Domande sul vivente. Intervista alla curatrice Gabriela Galati
Parola alla curatrice della mostra allestita presso aA29 Project Room a Milano. Una riflessione creativa sulle tante forme del “vivente”.
Nessun essere vivente può vivere da solo: in una contemporaneità di vertiginose trasformazioni diventa ancora più urgente ampliare il proprio sguardo oltre il panorama ristretto dell’umano. Abbiamo incontrato Gabriela Galati, che ha fatto degli interrogativi del post umano non solo il centro della propria ricerca, ma anche il filo conduttore della mostra collettiva Domande sul vivente da lei curata negli spazi di aA29 Project Room a Milano.

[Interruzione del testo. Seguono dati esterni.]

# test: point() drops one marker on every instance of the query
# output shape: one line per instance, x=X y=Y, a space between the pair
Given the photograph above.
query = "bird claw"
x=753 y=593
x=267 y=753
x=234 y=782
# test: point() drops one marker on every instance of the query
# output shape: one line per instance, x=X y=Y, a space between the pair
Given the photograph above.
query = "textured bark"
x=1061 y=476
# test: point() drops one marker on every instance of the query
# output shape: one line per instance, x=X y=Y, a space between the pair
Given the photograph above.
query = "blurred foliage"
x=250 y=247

Hai dedicato al postumano un dottorato e da poco è uscito il tuo libro Duchamp meets Turing. Perché hai sentito l’esigenza di tradurre questo stesso tema in termini curatoriali? E perché scegliere di dedicare una mostra alle domande sul vivente e non alle risposte?
Avevo inizialmente pensato a un titolo come “visioni sul vivente”, ma mi sembra sempre più utile porre domande, anche quando rimangono senza risposta. Nel mio dottorato e nel libro che è appena stato pubblicato mi occupo principalmente del rapporto uomo-tecnologia. Quando ho finito, anche grazie al lavoro e alle discussioni con Ivana Adaime Makac (presente in mostra), ho iniziato a esplorare il rapporto dell’uomo con il vivente in generale, a considerare un ecosistema in cui ogni vivente sia contemplato. Poiché le mie prime riflessioni su questo tema sono nate grazie ad artisti, mi sembrava molto importante un approccio a questi argomenti attraverso una mostra.
La mostra presenta sei artisti e un collettivo creativo che provengono da percorsi estremamente diversi e che scelgono mezzi altrettanto diversi per esprimersi. Come li hai scelti?
Ho iniziato dagli artisti della galleria che già lavoravano su questi temi: Matilde Sambo, Tiziana Pers. Altri che mi avevano concretamente aiutato ad avvicinarmi a questi temi come Ivana Adaime Makac, o che mi interessavano da tempo come Brandon Ballengée (le cui opere ci sono state gentilmente prestate da Nowhere Gallery). Ho poi deciso di approfondire il rapporto con artisti con cui non avevo mai lavorato molto ma a cui volevo avvicinarmi, come Muriel Rodolosse e Camilla Alberti. Mi interessava che gli approcci fossero molto diversi e che il vivente non fosse soltanto un materiale esposto: non devono per forza esserci solo installazioni con piante o animali, si può parlare di viventi anche con la pittura.
Il 23 giugno, il collettivo creativo SEEDS porterà negli spazi di aA29 Project Room la performance Plant Swap, invitando il pubblico a scambiarsi piante, semi, consigli e storie. Che significato assume un evento come questo all’interno di Domande sul vivente?
Mentre organizzavo questa mostra, sono entrata in contatto con Giada Seghers, che insieme ad altre tre ragazze forma il collettivo SEEDS. Esplorano il rapporto delle persone con le piante organizzando workshop indirizzati anche ai bambini. Un evento come il loro può davvero coinvolgere le persone, può portare in galleria anche un pubblico che normalmente non la frequenterebbe. Mi interessava poi che Plant Swap non consistesse solo nello scambiarsi piante, ma anche nel raccontarne le storie e in qualche modo renderle rintracciabili.
La mostra porta punti di vista diversi sull’immenso interrogativo del vivente. Si crea un dialogo organico? Pensi che se ne possano trarre delle conclusioni, degli approdi condivisi?
Sicuramente il vivente in ogni sua accezione è un argomento di ricerca sentito e diffuso nella contemporaneità. In alcuni casi, come quello di Tiziana Pers, alla pratica artistica si unisce quella dell’attivismo, in altri casi, come Brandon Ballengée, l’occhio è quello di un biologo, ma il punto fermo comune rimane sempre un profondo rispetto verso ogni forma di vivente.